Reputation: 1049
I have a couple of methods to do a little encryption and it always adds a \n
in the value I am comparing.
Would this be due to some new line character thingy?
public static class Security
{
public static string CreateHash(this string unHashed)
{
SHA256CryptoServiceProvider x = new SHA256CryptoServiceProvider();
byte[] data = Encoding.UTF8.GetBytes(unHashed);
data = x.ComputeHash(data);
return Encoding.UTF8.GetString(data);
}
public static bool MatchHash(this string hashData, string hashUser)
{
if (hashUser == hashData)
{
return true;
}
else
{
return false;
}
}
}
I am entering the value into one text box and running the CreateHash()

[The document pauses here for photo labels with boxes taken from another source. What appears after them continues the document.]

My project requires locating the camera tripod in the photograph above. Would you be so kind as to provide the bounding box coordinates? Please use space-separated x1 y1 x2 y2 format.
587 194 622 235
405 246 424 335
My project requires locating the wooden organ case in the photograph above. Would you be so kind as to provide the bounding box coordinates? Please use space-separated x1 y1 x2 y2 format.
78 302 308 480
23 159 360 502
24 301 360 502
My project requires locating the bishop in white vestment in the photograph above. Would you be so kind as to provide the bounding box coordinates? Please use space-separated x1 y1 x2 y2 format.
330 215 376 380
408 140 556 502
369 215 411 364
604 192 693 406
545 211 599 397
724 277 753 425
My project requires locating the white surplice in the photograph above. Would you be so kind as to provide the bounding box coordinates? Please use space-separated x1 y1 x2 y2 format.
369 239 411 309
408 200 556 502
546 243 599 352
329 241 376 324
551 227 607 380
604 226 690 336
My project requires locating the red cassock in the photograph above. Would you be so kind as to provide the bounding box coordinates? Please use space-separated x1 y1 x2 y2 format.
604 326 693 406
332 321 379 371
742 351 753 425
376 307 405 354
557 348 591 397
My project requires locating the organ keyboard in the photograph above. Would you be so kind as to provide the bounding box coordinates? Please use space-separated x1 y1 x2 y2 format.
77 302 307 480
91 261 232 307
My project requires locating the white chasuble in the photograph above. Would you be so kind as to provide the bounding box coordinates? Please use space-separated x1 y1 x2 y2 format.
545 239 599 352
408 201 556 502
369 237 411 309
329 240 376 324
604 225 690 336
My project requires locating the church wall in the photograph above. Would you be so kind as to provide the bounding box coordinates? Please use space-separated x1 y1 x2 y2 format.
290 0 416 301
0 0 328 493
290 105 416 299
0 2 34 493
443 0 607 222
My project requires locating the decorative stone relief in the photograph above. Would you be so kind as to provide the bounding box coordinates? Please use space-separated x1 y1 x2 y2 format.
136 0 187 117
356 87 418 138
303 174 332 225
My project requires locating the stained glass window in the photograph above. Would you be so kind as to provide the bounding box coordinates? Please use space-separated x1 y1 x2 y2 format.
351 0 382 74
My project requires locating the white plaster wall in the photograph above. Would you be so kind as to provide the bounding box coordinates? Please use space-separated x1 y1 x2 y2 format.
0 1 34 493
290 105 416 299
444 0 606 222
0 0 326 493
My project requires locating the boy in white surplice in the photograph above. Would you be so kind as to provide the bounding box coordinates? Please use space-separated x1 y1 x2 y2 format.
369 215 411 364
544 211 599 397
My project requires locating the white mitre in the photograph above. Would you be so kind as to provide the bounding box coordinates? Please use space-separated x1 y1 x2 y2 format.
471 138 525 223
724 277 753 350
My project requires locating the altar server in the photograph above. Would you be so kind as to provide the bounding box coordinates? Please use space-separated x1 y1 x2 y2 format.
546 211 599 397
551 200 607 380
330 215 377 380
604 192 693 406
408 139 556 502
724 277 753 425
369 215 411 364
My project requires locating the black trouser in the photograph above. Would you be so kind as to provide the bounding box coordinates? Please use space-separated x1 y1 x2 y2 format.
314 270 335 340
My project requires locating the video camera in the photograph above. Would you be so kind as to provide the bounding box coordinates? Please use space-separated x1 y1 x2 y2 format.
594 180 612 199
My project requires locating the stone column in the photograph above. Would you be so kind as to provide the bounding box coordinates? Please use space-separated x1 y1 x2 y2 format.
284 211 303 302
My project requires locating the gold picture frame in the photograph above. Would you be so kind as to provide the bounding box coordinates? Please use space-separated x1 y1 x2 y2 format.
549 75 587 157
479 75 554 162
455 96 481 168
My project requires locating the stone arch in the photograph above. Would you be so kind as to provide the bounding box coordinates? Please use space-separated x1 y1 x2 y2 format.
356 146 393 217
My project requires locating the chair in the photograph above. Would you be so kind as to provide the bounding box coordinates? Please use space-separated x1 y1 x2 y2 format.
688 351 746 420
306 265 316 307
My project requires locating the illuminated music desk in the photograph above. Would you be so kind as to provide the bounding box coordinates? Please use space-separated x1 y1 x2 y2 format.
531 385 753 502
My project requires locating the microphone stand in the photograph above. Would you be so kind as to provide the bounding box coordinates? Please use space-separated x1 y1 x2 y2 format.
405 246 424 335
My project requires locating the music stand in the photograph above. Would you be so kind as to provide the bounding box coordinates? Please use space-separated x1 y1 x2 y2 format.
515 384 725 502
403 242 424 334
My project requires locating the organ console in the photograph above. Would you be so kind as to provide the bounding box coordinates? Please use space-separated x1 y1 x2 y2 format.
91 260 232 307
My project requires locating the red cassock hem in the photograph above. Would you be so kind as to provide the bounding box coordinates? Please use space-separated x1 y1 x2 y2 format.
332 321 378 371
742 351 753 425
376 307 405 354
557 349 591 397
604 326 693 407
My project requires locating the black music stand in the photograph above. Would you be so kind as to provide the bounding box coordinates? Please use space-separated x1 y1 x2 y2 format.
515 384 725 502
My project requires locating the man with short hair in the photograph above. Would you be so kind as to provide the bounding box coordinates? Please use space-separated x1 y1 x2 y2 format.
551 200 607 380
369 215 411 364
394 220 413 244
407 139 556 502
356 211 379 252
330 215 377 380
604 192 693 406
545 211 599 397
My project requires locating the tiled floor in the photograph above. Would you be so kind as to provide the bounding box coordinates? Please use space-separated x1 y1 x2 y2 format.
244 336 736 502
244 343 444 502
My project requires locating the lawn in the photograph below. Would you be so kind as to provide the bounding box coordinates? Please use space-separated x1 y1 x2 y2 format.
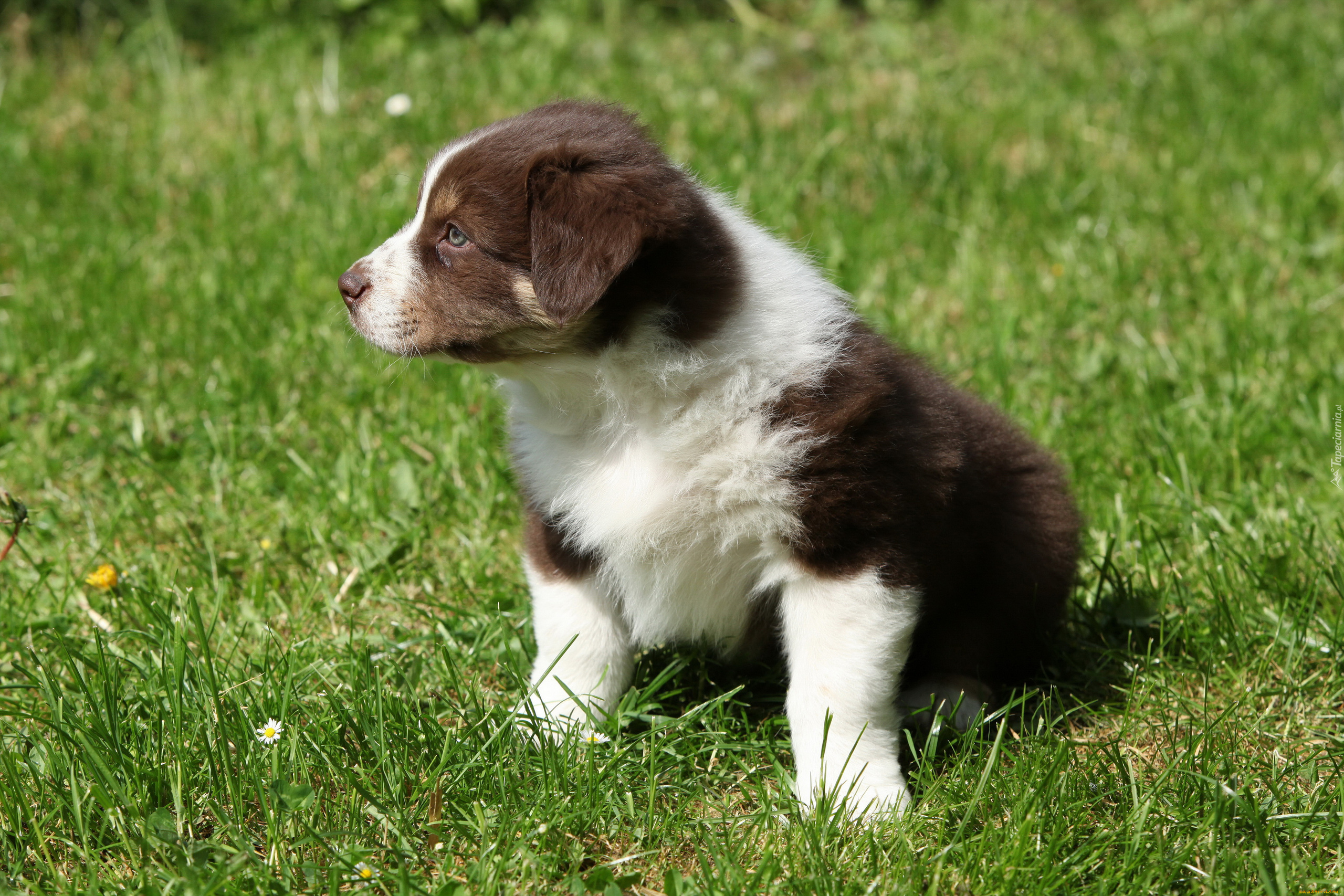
0 0 1344 896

to enter the value into another textbox (all for testing). I then run my comparison check from another text box.
protected void btn_dehash_Click(object sender, EventArgs e)
{
// get value entered and hash it
var matchPass = txt_password.Text.CreateHash();
// populate lbl with true or false
lbl_Name.Text = txt_hashed.Text.MatchHash(matchPass) ? "true" : "false";
}
The results I get from MD5
are ok and work as this is much shorter. I want to use a more secure method so I have used SHA256 and this is the results I get from the comparison.
Does anybody know why this is happening?
Upvotes: 0
Views: 227
Reputation: 44736
Don't turn the hash into a string! Keep it as a byte array.
The hash represents a sequence of bytes that may or may not be valid as UTF-8.
If you want a readable hash then do something similar to:
byte[] hash = x.ComputeHash(bytes);
string hashString = string.Empty;
foreach (byte x in hash)
{
// Turn each byte into it's hex equivalent (00 to FF).
hashString += String.Format("{0:x2}", x);
}
return hashString;
Or, as the comments suggest, use base 64 encoding.